Content Types

When reading in your data, additional options can be configured for the following content types:

CSV

CONTENT_TYPE = (
    TYPE = CSV
    INFER_TYPES = { TRUE | FALSE }
    [ HEADER = ('<col1>', '<col2>', '<col3>',...) ]
    [ HEADER_LINE = '<header>, <header>,...' ]
    [ DELIMITER = '<delimiter>' ]
    [ QUOTE_ESCAPE_CHAR = '<char>' ]
    [ NULL_VALUE = '<null_value>' ]
    [ MAX_COLUMNS = <integer> ]
    [ ALLOW_DUPLICATE_HEADERS = { TRUE | FALSE } ]
)

`INFER_TYPES`

Type: Boolean

(Optional) When true, each column's data type is inferred as one of the following types: string, integer, double, Boolean.

When false, all data is treated as a string.

`HEADER`

Type: array

Default: Empty string

(Optional) An comma-separated list of column names.

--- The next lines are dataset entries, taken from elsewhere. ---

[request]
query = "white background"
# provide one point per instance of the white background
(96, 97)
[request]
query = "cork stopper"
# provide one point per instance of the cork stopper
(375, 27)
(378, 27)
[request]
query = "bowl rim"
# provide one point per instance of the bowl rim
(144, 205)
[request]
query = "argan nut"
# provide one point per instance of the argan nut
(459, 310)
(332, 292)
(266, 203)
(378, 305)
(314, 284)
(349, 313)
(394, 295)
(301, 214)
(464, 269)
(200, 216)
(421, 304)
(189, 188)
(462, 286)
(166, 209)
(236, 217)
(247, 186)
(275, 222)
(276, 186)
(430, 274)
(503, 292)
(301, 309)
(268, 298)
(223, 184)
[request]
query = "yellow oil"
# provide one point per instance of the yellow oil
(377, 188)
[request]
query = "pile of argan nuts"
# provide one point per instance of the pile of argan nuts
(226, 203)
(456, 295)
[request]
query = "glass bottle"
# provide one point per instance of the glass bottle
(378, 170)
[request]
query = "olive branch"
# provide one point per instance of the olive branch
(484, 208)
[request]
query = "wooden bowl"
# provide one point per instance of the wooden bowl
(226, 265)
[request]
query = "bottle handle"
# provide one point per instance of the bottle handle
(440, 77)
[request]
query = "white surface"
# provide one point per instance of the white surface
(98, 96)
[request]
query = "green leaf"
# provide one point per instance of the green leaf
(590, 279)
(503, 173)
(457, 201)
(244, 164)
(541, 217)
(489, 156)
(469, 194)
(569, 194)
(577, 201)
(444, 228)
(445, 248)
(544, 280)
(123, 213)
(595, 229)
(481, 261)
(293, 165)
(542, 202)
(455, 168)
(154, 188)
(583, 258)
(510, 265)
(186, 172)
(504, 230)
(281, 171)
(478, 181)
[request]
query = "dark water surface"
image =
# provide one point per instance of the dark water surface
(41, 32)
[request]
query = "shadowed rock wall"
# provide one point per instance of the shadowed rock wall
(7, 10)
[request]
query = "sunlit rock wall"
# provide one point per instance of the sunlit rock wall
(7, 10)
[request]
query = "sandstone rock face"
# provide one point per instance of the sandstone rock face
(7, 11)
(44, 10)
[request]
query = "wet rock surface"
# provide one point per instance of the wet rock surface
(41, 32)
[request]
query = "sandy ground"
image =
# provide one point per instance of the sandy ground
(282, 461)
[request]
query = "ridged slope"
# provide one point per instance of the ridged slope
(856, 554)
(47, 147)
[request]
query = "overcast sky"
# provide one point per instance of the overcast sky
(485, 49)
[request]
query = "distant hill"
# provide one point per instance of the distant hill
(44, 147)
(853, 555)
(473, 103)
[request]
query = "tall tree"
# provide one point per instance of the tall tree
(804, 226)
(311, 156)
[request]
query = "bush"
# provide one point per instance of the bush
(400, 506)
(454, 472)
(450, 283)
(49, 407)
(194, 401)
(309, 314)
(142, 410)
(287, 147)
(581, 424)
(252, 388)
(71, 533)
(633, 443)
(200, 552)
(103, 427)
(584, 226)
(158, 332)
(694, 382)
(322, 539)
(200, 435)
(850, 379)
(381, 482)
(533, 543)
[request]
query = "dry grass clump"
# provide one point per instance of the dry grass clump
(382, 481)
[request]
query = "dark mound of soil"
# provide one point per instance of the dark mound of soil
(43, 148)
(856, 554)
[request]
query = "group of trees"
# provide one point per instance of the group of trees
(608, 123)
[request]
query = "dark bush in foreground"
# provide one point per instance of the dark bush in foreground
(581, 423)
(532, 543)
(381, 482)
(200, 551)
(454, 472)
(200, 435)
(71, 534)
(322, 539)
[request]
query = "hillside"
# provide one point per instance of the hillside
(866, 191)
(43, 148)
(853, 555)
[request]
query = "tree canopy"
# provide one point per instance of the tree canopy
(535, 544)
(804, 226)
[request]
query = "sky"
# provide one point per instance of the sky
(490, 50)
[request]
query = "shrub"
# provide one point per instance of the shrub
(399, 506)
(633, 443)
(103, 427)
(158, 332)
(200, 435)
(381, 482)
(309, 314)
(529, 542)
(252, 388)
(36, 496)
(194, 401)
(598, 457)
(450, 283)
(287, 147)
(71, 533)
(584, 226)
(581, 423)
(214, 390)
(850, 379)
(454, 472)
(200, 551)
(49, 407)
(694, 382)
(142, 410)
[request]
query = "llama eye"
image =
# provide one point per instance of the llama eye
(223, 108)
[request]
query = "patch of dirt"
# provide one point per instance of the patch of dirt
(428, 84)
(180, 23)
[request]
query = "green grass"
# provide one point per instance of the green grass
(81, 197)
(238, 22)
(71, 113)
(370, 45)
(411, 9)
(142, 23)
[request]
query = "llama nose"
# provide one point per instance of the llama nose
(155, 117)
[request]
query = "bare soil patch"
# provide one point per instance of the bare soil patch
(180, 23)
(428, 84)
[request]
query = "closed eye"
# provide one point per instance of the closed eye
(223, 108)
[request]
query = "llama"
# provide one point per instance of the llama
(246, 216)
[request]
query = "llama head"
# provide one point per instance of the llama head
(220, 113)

When the CSV data include a header as the first row, HEADER property can be omitted. By omitting this property, it tells Upsolver that a header row can be found in the data and it will take the following actions:

Use the first row for column names
Skip the first row when processing the data

If the source data does not include a header as the first row, meaning the first row contains actual data, you must include the HEADER property when creating a JOB. This tells Upsolver to take the following actions:

Use the provided HEADER property for column names
Do not skip the first row since it contains data

If your data does not include a header row and you do not set a HEADER property when creating the job, Upsolver will assume the first row is a header and not process it.

`HEADER_LINE`

Type: string

Default: Empty string

(Optional) A string containing a comma-separated list of header names. This is an alternative to HEADER.

`DELIMITER`

Type: text

Default: ,

(Optional) The delimiter used for columns in the CSV file

`QUOTE_ESCAPE_CHAR`

Type: text

Default: "

(Optional) Defines the character used for escaping quotes inside an already quoted value.

`NULL_VALUE`

Type: text

(Optional) Values in the CSV that match the provided value are interpreted as null.

`MAX_COLUMNS`

Type: integer

(Optional) The number of columns to allocate when reading a row. Note that larger values may perform poorly.

`ALLOW_DUPLICATE_HEADERS`

Type: Boolean

Default: false

(Optional) When true, repeat headers are allowed. Numeric suffixes are added for disambiguation.

TSV

CONTENT_TYPE = (
    TYPE = TSV
    INFER_TYPES = { TRUE | FALSE } 
    [ HEADER = ('<col1>', '<col2>', '<col3>',...) ]
    [ HEADER_LINE = '<header>, <header>,...' ]
    [ NULL_VALUE = '<null_value>' ] 
    [ MAX_COLUMNS = <integer> ]
    [ ALLOW_DUPLICATE_HEADERS = { TRUE | FALSE } ]
)

`INFER_TYPES`

Type: Boolean

(Optional) When true, each column's data types are inferred as one of the following types: string, integer, double, Boolean.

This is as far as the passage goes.